Federal Reserve (Fed) was forced to reduce their countries' economic growth projections for this year. Because the U.S. economic recovery this time is hampered by high world crude oil prices and the effects of natural disasters that hit Japan last March. According to the Associated Press, the Fed Wednesday afternoon Washington time revised its growth projection for the U.S. economy. In April, the projected growth in the range from 3.1 to 3.3 percent. However, this time, the estimate dropped to 2.7 percent range up to 2.9 percent.
The Fed also reduced its growth forecast for next year the U.S. economy, from the range 3.5% - 4.2% to 3.3% - 3.7%. Chairman Central Bank is also considered that the U.S. jobless rate still remains higher than expected.

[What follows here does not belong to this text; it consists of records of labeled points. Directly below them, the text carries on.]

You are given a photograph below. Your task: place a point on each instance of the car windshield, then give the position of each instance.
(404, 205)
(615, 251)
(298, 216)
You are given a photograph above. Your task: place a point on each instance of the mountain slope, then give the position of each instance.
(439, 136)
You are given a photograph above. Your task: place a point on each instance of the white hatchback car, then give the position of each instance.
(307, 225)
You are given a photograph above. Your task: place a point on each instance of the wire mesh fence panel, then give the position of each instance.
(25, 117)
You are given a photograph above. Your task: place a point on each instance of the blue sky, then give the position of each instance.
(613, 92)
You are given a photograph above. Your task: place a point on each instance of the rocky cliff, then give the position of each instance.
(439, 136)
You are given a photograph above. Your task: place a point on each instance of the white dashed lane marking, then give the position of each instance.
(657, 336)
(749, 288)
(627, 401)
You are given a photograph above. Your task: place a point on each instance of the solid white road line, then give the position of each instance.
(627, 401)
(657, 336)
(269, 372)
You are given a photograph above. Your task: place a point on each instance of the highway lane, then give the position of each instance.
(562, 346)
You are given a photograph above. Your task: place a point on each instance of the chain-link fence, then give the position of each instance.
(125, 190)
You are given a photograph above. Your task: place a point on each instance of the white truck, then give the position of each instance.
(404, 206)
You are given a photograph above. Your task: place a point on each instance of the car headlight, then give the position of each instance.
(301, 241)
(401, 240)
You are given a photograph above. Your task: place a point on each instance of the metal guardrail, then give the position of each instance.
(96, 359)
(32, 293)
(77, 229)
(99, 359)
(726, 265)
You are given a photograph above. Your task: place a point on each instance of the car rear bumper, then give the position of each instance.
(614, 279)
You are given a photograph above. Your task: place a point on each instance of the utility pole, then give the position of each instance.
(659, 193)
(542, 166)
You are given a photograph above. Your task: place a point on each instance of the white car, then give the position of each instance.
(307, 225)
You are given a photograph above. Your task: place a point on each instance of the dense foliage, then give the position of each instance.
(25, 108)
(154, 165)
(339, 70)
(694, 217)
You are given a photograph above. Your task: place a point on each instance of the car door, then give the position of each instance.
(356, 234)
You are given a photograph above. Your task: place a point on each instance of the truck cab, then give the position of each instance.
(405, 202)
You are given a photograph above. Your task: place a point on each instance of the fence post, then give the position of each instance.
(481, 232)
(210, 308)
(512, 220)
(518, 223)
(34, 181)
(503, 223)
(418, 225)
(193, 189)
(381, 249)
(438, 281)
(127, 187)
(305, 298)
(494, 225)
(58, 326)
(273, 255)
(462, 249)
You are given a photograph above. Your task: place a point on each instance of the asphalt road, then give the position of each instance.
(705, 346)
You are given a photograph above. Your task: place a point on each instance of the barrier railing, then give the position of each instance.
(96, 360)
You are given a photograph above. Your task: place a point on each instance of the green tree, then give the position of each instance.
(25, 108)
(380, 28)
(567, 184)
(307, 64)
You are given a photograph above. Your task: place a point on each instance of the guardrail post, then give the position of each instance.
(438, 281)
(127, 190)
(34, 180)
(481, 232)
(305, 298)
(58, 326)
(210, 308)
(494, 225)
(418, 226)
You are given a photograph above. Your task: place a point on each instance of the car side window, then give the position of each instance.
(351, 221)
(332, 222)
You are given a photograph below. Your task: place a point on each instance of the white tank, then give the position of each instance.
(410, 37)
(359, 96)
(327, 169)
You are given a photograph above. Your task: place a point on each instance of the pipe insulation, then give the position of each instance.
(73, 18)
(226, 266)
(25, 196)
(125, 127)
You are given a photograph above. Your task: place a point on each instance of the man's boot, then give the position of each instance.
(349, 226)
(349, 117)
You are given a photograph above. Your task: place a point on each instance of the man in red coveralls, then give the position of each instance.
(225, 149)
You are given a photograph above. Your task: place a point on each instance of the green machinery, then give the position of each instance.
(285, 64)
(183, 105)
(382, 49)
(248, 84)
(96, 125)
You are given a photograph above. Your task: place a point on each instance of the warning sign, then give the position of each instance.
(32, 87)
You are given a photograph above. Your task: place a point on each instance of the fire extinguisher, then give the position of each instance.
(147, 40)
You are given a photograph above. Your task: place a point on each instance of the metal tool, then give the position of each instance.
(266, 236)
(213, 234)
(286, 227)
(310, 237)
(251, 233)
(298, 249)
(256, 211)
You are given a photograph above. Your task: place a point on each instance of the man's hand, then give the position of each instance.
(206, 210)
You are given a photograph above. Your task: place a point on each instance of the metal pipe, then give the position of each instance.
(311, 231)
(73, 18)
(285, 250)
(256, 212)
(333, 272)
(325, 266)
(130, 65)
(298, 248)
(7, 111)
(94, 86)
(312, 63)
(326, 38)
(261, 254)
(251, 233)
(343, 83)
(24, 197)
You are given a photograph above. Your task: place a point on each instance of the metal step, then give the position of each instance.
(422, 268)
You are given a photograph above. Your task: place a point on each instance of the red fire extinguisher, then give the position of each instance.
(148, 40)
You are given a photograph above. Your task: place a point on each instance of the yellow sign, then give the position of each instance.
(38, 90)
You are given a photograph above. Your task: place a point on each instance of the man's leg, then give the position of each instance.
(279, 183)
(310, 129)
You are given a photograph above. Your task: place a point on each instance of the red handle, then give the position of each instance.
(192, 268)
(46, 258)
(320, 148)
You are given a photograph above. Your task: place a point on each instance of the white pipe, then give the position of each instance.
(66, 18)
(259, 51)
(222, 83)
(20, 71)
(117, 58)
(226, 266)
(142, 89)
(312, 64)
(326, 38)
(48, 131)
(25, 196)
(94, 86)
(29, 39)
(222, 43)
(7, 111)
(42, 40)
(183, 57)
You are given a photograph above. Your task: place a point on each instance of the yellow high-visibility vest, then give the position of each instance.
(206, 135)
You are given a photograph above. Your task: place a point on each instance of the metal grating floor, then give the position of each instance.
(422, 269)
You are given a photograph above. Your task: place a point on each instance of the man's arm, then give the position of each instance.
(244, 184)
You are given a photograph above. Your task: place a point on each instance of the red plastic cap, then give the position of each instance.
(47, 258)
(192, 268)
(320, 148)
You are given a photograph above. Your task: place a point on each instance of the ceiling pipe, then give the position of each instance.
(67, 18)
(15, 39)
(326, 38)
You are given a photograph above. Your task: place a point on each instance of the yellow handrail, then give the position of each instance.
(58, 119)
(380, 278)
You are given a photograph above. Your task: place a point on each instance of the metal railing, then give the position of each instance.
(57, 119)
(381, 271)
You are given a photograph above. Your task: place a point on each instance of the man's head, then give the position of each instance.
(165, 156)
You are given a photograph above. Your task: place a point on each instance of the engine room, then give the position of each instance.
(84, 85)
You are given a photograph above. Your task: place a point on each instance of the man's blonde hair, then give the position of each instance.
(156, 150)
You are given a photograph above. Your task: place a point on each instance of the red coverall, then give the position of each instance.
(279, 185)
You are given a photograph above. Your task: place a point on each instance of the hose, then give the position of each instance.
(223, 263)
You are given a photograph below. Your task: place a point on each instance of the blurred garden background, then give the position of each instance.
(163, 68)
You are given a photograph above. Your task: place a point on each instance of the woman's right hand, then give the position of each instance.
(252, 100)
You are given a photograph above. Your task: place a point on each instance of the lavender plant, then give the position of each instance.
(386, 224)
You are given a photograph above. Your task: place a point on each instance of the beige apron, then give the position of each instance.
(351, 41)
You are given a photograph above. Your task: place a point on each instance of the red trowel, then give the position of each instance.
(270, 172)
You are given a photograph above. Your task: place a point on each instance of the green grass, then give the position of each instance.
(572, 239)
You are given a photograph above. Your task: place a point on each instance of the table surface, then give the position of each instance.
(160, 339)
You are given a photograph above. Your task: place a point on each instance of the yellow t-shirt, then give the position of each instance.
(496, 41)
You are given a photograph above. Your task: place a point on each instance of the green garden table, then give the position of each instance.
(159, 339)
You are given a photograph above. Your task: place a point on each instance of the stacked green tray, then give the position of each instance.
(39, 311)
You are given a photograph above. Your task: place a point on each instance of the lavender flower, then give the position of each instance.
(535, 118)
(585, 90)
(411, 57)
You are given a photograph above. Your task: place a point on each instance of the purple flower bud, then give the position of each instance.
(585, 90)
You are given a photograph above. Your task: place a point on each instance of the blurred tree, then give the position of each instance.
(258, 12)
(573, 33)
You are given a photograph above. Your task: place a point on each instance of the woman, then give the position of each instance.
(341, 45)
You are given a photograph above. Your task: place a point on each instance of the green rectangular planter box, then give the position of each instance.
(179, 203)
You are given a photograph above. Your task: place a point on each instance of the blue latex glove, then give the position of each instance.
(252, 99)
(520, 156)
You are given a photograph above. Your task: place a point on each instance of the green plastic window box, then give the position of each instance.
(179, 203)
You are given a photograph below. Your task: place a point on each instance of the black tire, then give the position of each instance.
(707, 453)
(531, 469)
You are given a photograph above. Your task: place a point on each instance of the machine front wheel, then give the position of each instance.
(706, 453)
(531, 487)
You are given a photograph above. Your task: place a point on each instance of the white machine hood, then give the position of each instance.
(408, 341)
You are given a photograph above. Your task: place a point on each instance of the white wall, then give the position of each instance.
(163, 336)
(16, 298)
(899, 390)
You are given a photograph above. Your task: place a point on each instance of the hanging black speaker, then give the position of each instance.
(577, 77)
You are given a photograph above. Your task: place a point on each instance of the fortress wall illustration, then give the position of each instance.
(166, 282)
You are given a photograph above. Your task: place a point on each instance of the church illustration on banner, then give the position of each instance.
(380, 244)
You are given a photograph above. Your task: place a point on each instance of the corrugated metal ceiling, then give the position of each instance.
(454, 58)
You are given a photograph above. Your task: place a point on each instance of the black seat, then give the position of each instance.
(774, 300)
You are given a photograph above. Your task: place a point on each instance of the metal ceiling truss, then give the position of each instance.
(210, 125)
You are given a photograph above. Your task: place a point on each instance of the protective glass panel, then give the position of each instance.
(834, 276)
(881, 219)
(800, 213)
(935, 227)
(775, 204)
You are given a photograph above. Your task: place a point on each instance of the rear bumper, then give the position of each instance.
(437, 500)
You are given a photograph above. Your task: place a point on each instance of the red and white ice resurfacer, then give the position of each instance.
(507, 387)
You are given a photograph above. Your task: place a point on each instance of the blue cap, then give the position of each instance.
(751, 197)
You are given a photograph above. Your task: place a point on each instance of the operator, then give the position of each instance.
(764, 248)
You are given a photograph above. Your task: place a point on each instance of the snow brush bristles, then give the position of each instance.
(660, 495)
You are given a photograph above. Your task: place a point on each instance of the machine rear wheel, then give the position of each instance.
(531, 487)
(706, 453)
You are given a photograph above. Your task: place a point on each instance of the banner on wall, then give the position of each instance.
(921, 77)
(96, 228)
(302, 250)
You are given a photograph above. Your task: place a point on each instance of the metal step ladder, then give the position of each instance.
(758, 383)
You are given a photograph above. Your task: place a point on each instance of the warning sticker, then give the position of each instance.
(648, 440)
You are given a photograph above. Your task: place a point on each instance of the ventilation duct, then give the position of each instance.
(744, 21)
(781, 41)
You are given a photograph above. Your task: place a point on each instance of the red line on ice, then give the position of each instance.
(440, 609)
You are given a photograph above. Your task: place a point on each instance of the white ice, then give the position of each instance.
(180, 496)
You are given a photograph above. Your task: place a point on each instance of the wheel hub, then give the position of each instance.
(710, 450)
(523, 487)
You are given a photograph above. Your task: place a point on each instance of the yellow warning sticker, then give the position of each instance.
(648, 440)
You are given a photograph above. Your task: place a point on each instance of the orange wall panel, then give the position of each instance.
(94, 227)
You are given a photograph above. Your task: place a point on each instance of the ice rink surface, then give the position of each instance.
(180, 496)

Revisions were made after the leadership of the Fed's regular meeting held over two days. According to the Fed, the decline of U.S. economic growth due to high energy prices and the impact of the earthquake and tsunami in Japan, which eventually weakens the production of automotive and other products.
Fed governor, Ben Bernanke, considered that the current economic difficulties were more complicated and potentially have a much longer period than expected.
"We do not have the right indicators to explain why the weak economic growth is still ongoing," Bernanke said. He also acknowledged that the weak domestic housing market and problems in the banking in the U.S. turned out to last longer than expected. The Fed statement this time is not seoptimistis from statements they spend eight weeks in advance. At that time, the Central Bank believes that the labor market will be gradually improved so as to push the unemployment.